I'm pretty sure that if you search for analyses of the costs of a disease, you will find some for most diseases of consequence. And that's largely because the information is often used when working out how to prioritise society's effort for people with the disease. In my opinion, this is a very good thing in principle, although of course, as with all things to do with humans, practice is often not great.

See here for example:
Costs of Illness for Huntington’s Disease: A Systematic Review
 
So, Pharmac uses cost-benefit analyses for all of the medical conditions it buys drugs for, not just the ones that people don't believe in.

But if it is anything like UK purchasers it will use something like quality adjusted life years, which, as I understand it, are a measure of benefit to the individual. Costs of carers may come in but I doubt it includes value of the person to society as a worker.

If it did you would then discriminate against not only treatments most often used on retirees and women likely to be on maternity leave but, most egregiously, all children. I guess you could try and calculate the loss to society if a child ended up disabled but I have never heard of any purchasing authority doing that.
 
Do you even have to measure the economic impact to argue for grants?

Could it be sufficient to just say that the DALY is high, so we should probably try and help these people? Maybe compare to other diseases?

If anyone cares about the numbers they would think ‘Huh, that’s a lot of people that are sick. That has to be expensive!’

After all, most political and bureaucratic decision making on spending is quite inconsistent and based on personal opinions. Only economists assume that we act perfectly rationally with perfect information.
 
Pharmacy's analysis includes
  • effects on quality of life (eg ability to work/perform usual activities, pain/anxiety, mobility) as well as effects on the duration of life
For sure, a treatment (or, for a research funder, research with the potential of eventually producing a treatment) that allows children to grow up to be adults who do not require care and ongoing medical interventions would score very highly, higher than something that gives a population mostly aged over 80 one more year of life.

Analyses like these should not discriminate against women on maternity leave or children, I can't see how that would happen.
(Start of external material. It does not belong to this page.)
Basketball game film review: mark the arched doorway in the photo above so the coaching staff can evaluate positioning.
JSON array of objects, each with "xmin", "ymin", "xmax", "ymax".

Quite the opposite. A treatment that cures people who are young will produce many years of benefit. The question is not 'is the target population currently in work?'.
 
For sure, a treatment (or, for a research funder, research with the potential of eventually producing a treatment) that allows children to grow up to be adults who do not require care and ongoing medical interventions would score very highly, higher than something that gives a population mostly aged over 80 one more year of life.

I doubt it. I never came across that sort of analysis for anti-Il-6 for children with juvenile chronic arthritis. It would be far too complicated. Curing acute lymphoblastic leukaemia prolongs life but I doubt any of these calculations take into account future periods of disability. It is all much too difficult to ascertain. Apart from anything trials provide no data and it is trial data that purchasers use - I have seen them present it back to me in that form.

For women on maternity leave if the question is not whether they are in work then loss of earnings is not coming into it, as I indicated. If loss of earnings comes into it there is discrimination, surely. For retirees a consideration of whether there is impact on work would again downgrade the value, since there would be no loss of income.

I am pretty sure all these calculations are based on trial data and there simply aren't any trial data taking into account these sort of long term employment factors. I don't think they take into account 'cost to society' in employment terms at all. Those figures come from other non-interventional studies.